= David Corbett (lawyer) =

Canadian lawyer

David Corbett is a Canadian lawyer who gained international acclaim when, in 2002, he argued Marc Hall v. Durham Catholic School Board, a case that pitted the rights of a homosexual couple against the rights of a religious institution.

Prior to the case Mr. Corbett was a well known gay activist in Ontario arguing numerous cases and publishing many articles for same-sex equality. When the Marc Hall case garnered international attention, Mr. Corbett agreed to take the case pro bono (free of charge).

In 2003, Mr. Corbett was appointed to the Ontario Superior Court.
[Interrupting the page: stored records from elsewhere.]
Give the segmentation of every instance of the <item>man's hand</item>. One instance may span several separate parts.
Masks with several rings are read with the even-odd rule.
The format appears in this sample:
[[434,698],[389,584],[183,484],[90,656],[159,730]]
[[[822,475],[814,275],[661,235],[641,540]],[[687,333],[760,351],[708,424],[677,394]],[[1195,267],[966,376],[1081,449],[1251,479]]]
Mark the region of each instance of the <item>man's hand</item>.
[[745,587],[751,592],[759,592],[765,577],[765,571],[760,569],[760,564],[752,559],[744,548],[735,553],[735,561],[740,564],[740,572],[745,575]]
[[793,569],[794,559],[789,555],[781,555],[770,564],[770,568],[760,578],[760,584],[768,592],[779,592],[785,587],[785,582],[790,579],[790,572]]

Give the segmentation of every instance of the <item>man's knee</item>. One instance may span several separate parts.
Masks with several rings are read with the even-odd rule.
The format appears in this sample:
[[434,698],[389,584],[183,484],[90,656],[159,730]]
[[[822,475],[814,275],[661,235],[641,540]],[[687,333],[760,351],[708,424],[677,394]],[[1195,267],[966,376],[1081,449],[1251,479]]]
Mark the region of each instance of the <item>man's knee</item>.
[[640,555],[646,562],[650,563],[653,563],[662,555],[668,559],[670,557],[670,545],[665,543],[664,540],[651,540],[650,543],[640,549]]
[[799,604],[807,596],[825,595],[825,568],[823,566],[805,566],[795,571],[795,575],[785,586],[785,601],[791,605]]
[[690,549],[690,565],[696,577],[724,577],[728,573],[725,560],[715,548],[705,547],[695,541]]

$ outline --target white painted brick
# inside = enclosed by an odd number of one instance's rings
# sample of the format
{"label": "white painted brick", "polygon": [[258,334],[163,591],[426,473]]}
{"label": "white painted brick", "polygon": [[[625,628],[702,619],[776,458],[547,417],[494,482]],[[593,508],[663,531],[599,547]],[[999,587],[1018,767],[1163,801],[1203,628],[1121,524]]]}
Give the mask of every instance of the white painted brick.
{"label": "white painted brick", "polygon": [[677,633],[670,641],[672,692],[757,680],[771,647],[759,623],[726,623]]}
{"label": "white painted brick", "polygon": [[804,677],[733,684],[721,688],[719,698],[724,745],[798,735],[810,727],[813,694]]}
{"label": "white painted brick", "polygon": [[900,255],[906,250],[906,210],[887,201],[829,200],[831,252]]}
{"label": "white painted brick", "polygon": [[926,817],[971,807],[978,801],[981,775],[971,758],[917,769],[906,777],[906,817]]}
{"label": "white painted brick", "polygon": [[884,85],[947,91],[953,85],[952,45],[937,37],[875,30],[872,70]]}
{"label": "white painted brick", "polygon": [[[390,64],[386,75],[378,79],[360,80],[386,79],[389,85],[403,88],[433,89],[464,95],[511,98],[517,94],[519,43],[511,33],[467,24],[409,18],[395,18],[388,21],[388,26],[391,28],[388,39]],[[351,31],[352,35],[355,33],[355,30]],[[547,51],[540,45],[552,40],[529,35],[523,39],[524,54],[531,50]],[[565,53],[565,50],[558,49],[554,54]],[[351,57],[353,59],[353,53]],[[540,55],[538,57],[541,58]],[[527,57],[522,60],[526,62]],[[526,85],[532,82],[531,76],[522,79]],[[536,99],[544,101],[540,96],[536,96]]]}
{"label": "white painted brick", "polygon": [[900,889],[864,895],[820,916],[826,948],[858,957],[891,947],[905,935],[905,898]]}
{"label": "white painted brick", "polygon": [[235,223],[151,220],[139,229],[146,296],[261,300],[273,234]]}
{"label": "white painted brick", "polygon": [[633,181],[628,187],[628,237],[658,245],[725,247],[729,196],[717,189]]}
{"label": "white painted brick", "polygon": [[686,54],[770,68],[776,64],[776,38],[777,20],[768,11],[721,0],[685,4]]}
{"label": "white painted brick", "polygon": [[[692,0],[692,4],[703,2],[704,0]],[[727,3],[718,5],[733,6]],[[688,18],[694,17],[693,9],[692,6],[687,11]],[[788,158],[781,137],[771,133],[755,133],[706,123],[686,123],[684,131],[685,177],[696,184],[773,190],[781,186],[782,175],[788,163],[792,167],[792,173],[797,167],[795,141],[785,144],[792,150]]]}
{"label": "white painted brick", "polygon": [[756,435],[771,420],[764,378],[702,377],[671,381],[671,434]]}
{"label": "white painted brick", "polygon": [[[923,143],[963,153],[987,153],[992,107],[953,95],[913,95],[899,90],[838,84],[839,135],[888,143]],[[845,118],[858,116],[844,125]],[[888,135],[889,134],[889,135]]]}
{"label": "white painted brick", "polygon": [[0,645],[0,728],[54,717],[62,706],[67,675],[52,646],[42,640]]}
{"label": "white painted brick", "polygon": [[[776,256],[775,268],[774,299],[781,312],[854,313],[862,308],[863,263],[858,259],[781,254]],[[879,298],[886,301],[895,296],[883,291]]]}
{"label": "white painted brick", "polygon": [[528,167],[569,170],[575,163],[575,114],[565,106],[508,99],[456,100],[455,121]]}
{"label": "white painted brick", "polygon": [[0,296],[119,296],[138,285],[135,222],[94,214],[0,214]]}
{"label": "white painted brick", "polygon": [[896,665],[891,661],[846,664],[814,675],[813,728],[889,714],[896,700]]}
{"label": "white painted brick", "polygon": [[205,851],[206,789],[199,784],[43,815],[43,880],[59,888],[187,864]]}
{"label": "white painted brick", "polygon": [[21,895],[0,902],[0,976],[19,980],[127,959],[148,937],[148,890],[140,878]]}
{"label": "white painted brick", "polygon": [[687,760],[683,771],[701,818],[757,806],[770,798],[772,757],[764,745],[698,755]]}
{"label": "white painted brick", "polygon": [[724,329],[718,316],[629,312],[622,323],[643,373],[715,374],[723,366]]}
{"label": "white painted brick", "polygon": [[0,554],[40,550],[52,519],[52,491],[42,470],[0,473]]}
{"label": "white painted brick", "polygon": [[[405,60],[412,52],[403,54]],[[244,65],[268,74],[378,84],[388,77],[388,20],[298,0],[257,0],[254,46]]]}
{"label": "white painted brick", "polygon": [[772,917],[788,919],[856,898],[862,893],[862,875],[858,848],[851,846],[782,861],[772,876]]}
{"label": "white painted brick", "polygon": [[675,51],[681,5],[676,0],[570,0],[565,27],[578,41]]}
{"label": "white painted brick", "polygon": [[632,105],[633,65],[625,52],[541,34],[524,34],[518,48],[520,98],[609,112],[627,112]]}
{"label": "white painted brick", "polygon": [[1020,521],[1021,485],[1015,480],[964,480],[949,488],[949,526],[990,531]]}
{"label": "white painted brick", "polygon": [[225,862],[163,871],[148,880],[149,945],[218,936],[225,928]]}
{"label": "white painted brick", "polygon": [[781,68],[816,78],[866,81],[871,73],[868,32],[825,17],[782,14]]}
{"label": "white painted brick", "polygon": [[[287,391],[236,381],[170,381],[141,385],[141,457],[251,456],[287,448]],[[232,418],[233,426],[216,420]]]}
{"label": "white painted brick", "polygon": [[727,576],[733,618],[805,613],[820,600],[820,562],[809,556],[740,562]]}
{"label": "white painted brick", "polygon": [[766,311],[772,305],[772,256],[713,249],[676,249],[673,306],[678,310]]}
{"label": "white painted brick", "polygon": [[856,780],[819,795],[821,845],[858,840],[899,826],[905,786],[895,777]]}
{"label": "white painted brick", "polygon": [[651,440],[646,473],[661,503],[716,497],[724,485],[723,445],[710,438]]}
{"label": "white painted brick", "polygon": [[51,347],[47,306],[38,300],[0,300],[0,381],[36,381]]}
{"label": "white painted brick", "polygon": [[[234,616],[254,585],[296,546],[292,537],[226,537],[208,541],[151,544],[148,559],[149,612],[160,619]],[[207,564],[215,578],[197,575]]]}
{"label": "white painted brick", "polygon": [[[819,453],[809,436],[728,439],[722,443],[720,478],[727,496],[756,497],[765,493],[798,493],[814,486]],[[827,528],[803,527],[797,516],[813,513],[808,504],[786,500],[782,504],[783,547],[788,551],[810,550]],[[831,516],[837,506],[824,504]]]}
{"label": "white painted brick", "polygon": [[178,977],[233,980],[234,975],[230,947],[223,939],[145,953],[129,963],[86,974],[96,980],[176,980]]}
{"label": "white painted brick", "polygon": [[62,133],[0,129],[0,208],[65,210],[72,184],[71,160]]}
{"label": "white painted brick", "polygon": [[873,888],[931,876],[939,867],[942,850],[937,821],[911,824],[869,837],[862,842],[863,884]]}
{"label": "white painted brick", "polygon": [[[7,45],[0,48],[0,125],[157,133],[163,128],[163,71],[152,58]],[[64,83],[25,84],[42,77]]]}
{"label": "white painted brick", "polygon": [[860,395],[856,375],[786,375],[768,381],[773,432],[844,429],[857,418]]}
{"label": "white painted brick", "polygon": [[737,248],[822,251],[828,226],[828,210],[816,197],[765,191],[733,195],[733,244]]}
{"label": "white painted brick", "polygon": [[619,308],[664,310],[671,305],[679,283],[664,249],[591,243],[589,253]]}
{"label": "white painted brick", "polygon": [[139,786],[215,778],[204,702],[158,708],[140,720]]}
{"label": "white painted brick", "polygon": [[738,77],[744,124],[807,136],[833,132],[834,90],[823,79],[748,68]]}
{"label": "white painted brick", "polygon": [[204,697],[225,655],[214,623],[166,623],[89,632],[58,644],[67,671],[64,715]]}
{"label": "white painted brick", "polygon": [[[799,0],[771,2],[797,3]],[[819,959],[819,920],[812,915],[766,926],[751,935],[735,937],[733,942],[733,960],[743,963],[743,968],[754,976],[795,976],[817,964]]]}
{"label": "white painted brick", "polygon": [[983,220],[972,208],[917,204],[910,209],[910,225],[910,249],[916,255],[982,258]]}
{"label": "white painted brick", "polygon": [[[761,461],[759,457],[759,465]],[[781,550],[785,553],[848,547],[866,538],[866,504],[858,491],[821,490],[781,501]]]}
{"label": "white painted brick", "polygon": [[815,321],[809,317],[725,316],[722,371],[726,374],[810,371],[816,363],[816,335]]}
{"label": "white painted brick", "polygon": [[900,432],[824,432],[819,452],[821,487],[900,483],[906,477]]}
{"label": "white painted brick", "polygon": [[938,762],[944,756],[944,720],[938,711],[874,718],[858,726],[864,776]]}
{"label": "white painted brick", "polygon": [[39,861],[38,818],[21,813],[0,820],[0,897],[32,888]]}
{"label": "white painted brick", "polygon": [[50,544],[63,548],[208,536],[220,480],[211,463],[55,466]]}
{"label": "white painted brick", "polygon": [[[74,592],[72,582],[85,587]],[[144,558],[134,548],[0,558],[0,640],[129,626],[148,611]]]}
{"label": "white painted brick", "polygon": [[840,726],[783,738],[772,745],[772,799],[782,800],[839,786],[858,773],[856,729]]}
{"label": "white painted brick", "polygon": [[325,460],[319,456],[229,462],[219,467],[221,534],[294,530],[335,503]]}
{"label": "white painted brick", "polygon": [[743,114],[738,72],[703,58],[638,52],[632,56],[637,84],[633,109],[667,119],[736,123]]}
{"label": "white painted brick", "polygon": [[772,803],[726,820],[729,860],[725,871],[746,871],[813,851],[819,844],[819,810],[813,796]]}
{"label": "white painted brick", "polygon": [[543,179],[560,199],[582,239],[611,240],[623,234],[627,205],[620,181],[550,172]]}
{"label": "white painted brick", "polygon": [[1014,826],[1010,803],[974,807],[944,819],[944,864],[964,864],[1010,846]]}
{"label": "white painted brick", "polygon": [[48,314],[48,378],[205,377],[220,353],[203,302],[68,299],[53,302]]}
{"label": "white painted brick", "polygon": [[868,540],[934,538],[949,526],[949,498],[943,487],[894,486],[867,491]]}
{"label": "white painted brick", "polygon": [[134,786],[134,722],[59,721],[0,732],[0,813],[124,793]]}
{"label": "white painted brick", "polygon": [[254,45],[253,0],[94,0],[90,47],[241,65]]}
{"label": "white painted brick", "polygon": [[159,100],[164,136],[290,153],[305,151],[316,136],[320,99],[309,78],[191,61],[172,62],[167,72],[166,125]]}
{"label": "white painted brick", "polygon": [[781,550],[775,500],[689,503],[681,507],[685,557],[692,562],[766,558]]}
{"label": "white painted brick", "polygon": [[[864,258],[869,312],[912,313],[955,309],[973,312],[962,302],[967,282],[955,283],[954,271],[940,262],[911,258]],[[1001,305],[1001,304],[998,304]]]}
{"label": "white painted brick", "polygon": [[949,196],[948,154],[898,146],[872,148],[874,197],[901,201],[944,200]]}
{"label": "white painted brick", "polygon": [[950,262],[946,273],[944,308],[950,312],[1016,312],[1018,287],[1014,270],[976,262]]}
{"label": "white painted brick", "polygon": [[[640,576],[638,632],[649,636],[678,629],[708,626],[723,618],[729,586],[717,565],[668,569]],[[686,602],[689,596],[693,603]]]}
==Education and background==

In 1985, Justice David Corbett received a Bachelor of Laws from Osgoode Hall Law School. Then joined the Law Society of Upper Canada in 1987. Prior to being appointed Superior Court Justice he was a partner at Eberts Symes Street Corbett & Pinto where he specialized in the area of civil litigation. He had previously held positions with the Osgoode Hall Law School, the University of Toronto, and the University of Western Ontario. Mr Justice Corbett was also a director of Foundation for Equal Families.

==Marc Hall legal case==

Marc Hall was a high school student at Oshawa, Ontario's Monsignor John Pereyma Catholic Secondary School who wanted to take his boyfriend to his high school prom in 2002. The case was notable because it pitted the rights of gays and lesbians against the rights of religious institutions. According to BNA Act (1867), S.93 Catholic schools in Ontario were guaranteed special protections to operate according to their religious beliefs free of governmental interference. This, the school district argued, protected the school's right to deny Mr. Hall from taking his boyfriend to the school prom, an act the Catholic Church would consider a sin. Mr Corbett argued that the school, which received public funding, was obligated to obey laws outlawing discrimination, including the Canadian Charter of Rights and Freedoms. Mr Corbett succeeded in winning an injunction against the school that forced it not only to allow Mr Hall to take his boyfriend but forbade the school from cancelling the event.

The injunction did not, however, make any final ruling outside of this particular case in regards to the role of religious freedoms as they relate to the rights of same-sex couples. In 2005, 2 years after David Corbett was appointed Canadian Superior Justice, Mr Hall dropped his pending court case.

==The Hall case in film==

Director Larry Peloso created a one-hour documentary on the case entitled Prom Fight: The Marc Hall Story. An unrelated television movie, Prom Queen: The Marc Hall Story, aired on CTV in 2004. Aaron Ashmore starred as Hall.